Samedi matin au marché, le sac déborde déjà de tomates avant même d’avoir fait le tour des étals, et la maraîchère insiste pour que je prenne aussi ses courgettes, « avant qu’elles ne soient plus aussi belles ». Plutôt que de m’en lasser semaine après semaine, j’ai fini par constituer une petite liste de plats qui reviennent, sans jamais me reposer la question du menu. Rien d’élaboré, juste des combinaisons qui fonctionnent à chaque fois, quelle que soit la quantité de légumes qui atterrit dans la cuisine ce jour-là. Voici ce qui revient le plus souvent chez moi, et pourquoi.

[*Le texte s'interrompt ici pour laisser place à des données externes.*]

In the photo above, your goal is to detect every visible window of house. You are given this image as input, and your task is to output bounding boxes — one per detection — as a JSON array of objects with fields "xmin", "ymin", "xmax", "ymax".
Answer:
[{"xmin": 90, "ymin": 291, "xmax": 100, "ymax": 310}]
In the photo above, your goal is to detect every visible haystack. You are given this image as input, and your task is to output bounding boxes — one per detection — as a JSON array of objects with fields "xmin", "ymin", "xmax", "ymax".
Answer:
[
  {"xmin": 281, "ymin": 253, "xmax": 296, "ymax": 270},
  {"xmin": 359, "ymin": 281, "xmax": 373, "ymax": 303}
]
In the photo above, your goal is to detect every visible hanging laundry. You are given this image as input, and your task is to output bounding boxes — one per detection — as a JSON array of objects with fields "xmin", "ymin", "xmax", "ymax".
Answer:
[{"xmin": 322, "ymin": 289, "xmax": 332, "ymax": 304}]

Pourquoi ces deux légumes finissent si souvent gâchés
Tomates et courgettes arrivent en abondance sur quelques semaines à peine, se conservent mal plus de quelques jours, et se ressemblent d’un panier à l’autre au point de lasser vite si on les cuisine toujours pareil. Mon réflexe, longtemps, a été de chercher une nouvelle recette à chaque fournée. Ça prend du temps, ça décourage, et les légumes finissent trop mûrs pour être encore appétissants. Ce qui a vraiment changé les choses, ce n’est pas de varier les recettes, mais de varier les techniques à partir de quatre préparations fiables, aussi valables pour une grosse récolte que pour un reste isolé.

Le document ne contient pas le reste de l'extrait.